Uma noite para matar a saudade
Valdivia voltou após sua aposentadoria na seleção. Fez gol, deu show e matou a saudade da torcida chilena.

Pela terceira vez Jorge Valdivia e a Seleção Chilena se reencontram. Depois do seu “adeus” após a Copa do Mundo, motivado pelos poucos minutos em que teve oportunidade de entrar em campo, o Mago deixou seu orgulho de lado, selou a paz com a comissão técnica e caiu novamente nos braços da torcida.
Antes, Valdivia já havia se desligado da La Roja por duas vezes, em dois episódios de indisciplina. Em ambas voltou e foi grande figura nas classificações da sua seleção para as duas últimas Copas. Em um dos seus retornos, marcou o gol da vitória e da classificação para a Copa da África, contra a Colômbia.
Até o dia de sua ‘aposentadoria’, Valdivia tinha participado de 60 partidas na equipe principal da seleção chilena.
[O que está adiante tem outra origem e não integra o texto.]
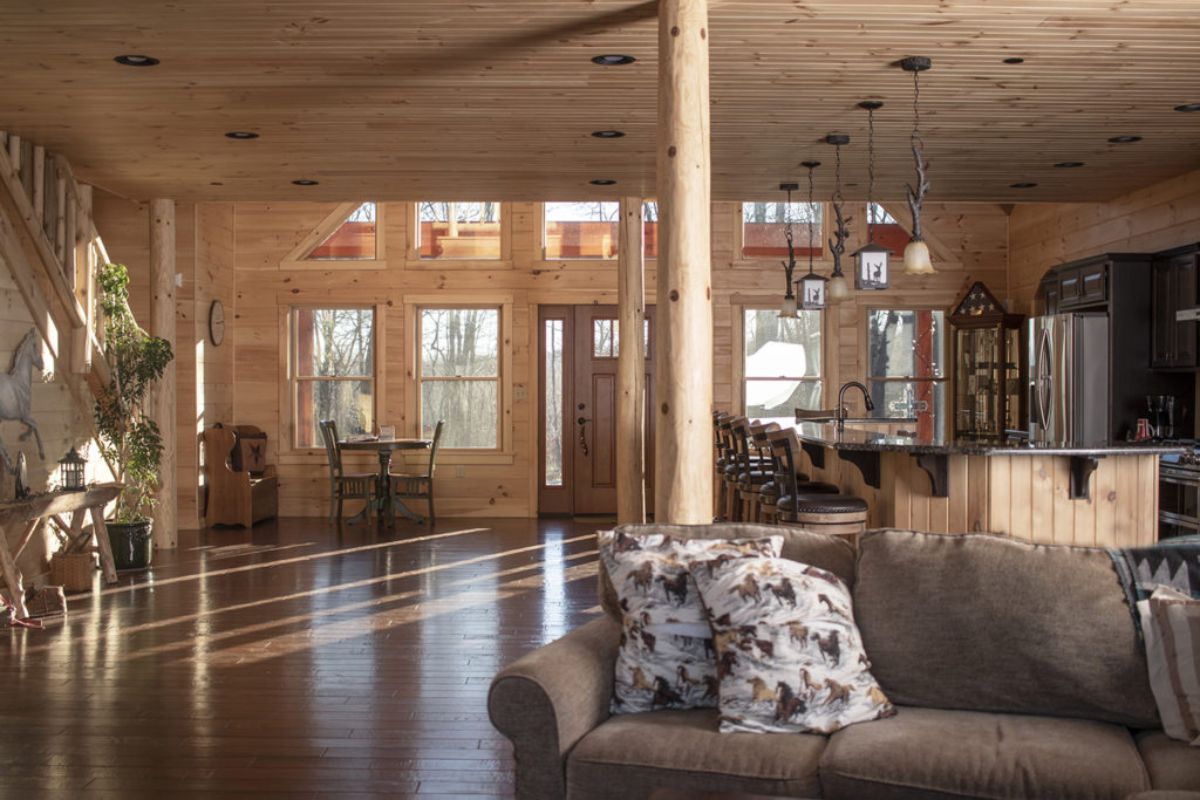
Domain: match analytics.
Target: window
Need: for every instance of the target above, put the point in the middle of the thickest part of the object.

Venceu 25, empatou 14 e perdeu 21. Participou de duas Copas do Mundo, marcou 5 gols, deu 14 assistências e sofreu 2 expulsões. Foram 10 anos na seleção, desde quando teve sua noite de debutante, em um amistoso contra o México, entrando no lugar de Nicolás Córdova, no dia 19 de fevereiro de 2004. Valdivia já jogou contra 30 seleções diferentes, sendo titular em 35 das 60 partidas, porém jogando 90 minutos em apenas 16 delas.
Agora é uma nova fase. No dia do seu regresso, foi reapresentado ao grupo de convocados pelo capitão e goleiro Claudio Bravo. Recebeu aplausos dos jogadores, uma cena que seria repetida pelo estádio do time Huachipato no minuto 77 do amistoso contra a Venezuela.
Valdivia estava de volta, foi convocado como titular diante do país em que nasceu. O meia deu um colorido a mais que faltava a seleção de Sampaoli, que só havia empatado em 2–2 contra a Bolívia em seu último amistoso. O Mago trouxe mais profundidade, ditou o ritmo do jogo, deu um toque de magia e também algo que faltava: a alegria. Isso se refletiu na euforia dos torcedores que o aplaudiu seu espetáculo no Estádio CAP. Essa alegria, essa felicidade foi colocada pra fora diante dos microfones que o procuraram após a goleada por 5–0.
“Estou feliz por estar de volta depois de um pequeno tempo em que se passaram muitas coisas em minha cabeça. Aconteceu uma negociação frustrada, o meu retorno ao Palmeiras, e hoje eu me encontro com muita confiança. Estou feliz com o recebimento que tive dos meus companheiros, da comissão técnica e da torcida que me demonstrou carinho”. — contou o camisa 10.
Mais que isso, Valdivia foi considerado pela imprensa do seu país a estrela da noite. E essa estrela brilhou ainda mais com um golaço impossível, sem ângulo. Era o melhor prêmio que ele poderia ter ganho e ter dado a uma torcida que estava lá para matar a saudade de 116 dias do ‘adeus’ até o ‘retorno triunfal’.